コロナ禍においてJCMAでは、MICE業界の窮状を訴え、そのための支援策、水際対策緩和、MICE誘致における国際競争力強化等についての提言活動を行ってきた。これらを実現するためにも、業界他団体との連携を促進するとともに、改めてMICE・観光の価値を認識し、その意義や重要性を社会に広めることの必要を痛感する。
MICEの多くは、コロナ禍にあってもオンラインないしリアルを併用したハイブリッド形式での開催が継続されてきた。本格的な開国を控え、ハイブリッド開催においては、国内外の参加者ともに、よりリアルの価値が求められることとなる。いかに開催地の魅力を訴求し、誘致とともに、開催時にはオンラインではなく、現地参加を選択してもらうかは重要である。
人との出会いを生み出し、地域や産業・学術分野の振興に貢献することがMICEの存在価値であり、求められることである。同時に、観光との連携をより強くすることで、自然、気候、文化、食事のいずれも高いレベルで兼ね備えるわが国の魅力を、新たな体験価値として提供していきたい。またそれはMICE開催前後の宿泊を促すブレジャーの推進にもつながる。
これらを実現するため、JCMAは先ごろ開いた定時社員総会において、5年間の中期計画を採択した。

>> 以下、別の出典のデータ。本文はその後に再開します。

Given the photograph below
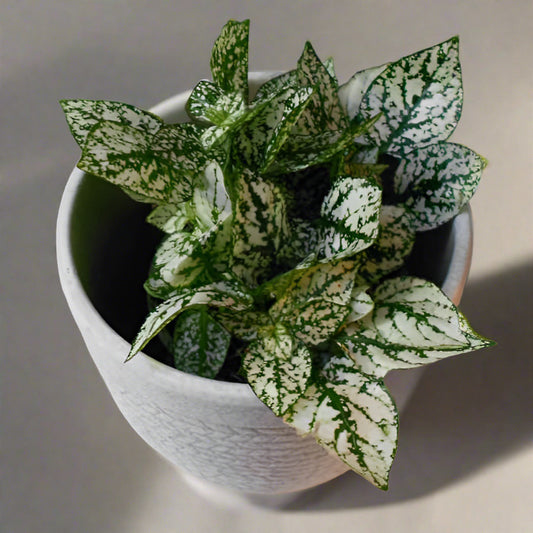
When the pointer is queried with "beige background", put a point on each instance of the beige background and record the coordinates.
(70, 463)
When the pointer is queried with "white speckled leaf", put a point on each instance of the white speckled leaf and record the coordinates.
(218, 294)
(259, 226)
(170, 218)
(324, 111)
(176, 264)
(315, 301)
(350, 215)
(200, 343)
(437, 181)
(360, 304)
(394, 243)
(351, 93)
(229, 58)
(259, 142)
(351, 415)
(83, 115)
(413, 323)
(278, 368)
(161, 168)
(420, 98)
(302, 151)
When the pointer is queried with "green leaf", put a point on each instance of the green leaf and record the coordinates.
(245, 325)
(436, 181)
(260, 140)
(315, 301)
(229, 58)
(361, 304)
(351, 93)
(278, 368)
(83, 115)
(420, 98)
(302, 151)
(413, 323)
(259, 226)
(324, 111)
(219, 294)
(276, 85)
(200, 344)
(394, 243)
(208, 104)
(351, 415)
(350, 217)
(160, 168)
(170, 218)
(177, 264)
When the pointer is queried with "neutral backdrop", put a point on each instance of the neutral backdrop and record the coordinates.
(69, 462)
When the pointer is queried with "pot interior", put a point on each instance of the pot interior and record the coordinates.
(112, 247)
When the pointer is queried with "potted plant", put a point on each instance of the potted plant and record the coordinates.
(290, 228)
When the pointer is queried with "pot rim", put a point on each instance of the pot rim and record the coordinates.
(81, 305)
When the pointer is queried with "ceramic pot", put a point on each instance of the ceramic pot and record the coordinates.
(215, 431)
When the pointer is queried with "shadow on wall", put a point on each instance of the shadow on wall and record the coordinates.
(467, 411)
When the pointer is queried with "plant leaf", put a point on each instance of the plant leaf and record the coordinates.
(160, 168)
(351, 93)
(413, 323)
(350, 216)
(219, 294)
(437, 181)
(260, 140)
(200, 344)
(324, 111)
(278, 368)
(177, 264)
(170, 218)
(315, 301)
(351, 415)
(259, 226)
(83, 115)
(302, 151)
(229, 58)
(394, 243)
(420, 98)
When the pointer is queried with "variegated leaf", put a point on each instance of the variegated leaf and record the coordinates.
(171, 218)
(324, 111)
(350, 216)
(244, 325)
(413, 323)
(277, 368)
(420, 98)
(159, 168)
(211, 201)
(259, 142)
(437, 181)
(218, 294)
(229, 58)
(259, 226)
(200, 344)
(302, 241)
(315, 301)
(394, 243)
(351, 93)
(361, 304)
(275, 85)
(83, 115)
(177, 264)
(303, 151)
(351, 415)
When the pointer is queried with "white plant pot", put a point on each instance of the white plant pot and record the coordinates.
(215, 431)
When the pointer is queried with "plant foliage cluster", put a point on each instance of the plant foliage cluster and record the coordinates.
(286, 217)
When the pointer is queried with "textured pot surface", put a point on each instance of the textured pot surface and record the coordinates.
(217, 431)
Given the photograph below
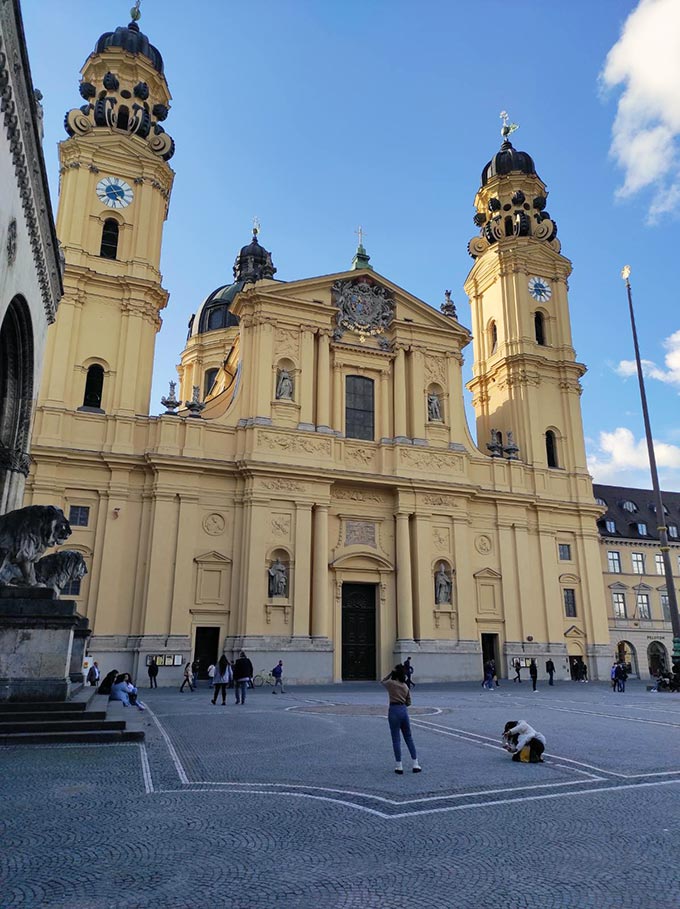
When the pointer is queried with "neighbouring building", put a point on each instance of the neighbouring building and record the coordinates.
(316, 496)
(635, 584)
(30, 273)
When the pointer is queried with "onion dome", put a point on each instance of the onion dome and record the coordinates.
(130, 38)
(214, 313)
(508, 161)
(253, 262)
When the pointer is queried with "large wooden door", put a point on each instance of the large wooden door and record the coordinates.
(358, 632)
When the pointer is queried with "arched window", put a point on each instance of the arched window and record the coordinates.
(94, 385)
(359, 408)
(123, 118)
(209, 381)
(109, 247)
(539, 328)
(493, 337)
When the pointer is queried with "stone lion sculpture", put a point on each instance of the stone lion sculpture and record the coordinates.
(26, 533)
(55, 570)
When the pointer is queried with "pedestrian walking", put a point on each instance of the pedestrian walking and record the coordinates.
(220, 679)
(621, 676)
(550, 669)
(277, 672)
(188, 677)
(612, 676)
(397, 716)
(243, 673)
(408, 672)
(93, 675)
(523, 742)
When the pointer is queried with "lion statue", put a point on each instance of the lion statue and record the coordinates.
(25, 534)
(55, 570)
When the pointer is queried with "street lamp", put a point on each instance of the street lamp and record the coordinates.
(660, 511)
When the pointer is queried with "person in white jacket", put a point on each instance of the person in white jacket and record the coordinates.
(523, 742)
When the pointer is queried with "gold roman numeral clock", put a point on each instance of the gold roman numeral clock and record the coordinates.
(114, 192)
(540, 289)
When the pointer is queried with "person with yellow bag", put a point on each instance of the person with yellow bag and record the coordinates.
(523, 742)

1.コロナ禍からのレジリエンスと、人材育成、人材確保による今後に向けた事業の基盤強化
2.MICE産業の存在、価値、貢献などの認知度を確実に広げ、社会を巻き込んでいく
3.国際的なMICE先進国としての競争力を高める
この活動方針のもと、重要と考える課題について、実施事項の整理と目標設定を行った。
コロナ禍による事業環境の激変へ対応するのみならず、MICE業界全体での連携、および観光との連携強化により、産業としてのMICEをけん引し、発信力、求心力、魅力の向上に努めたい。われわれは観光立国、そしてMICE立国を目指した活動が一刻も早く成果へとつながるよう願い、これらの取り組みを進める。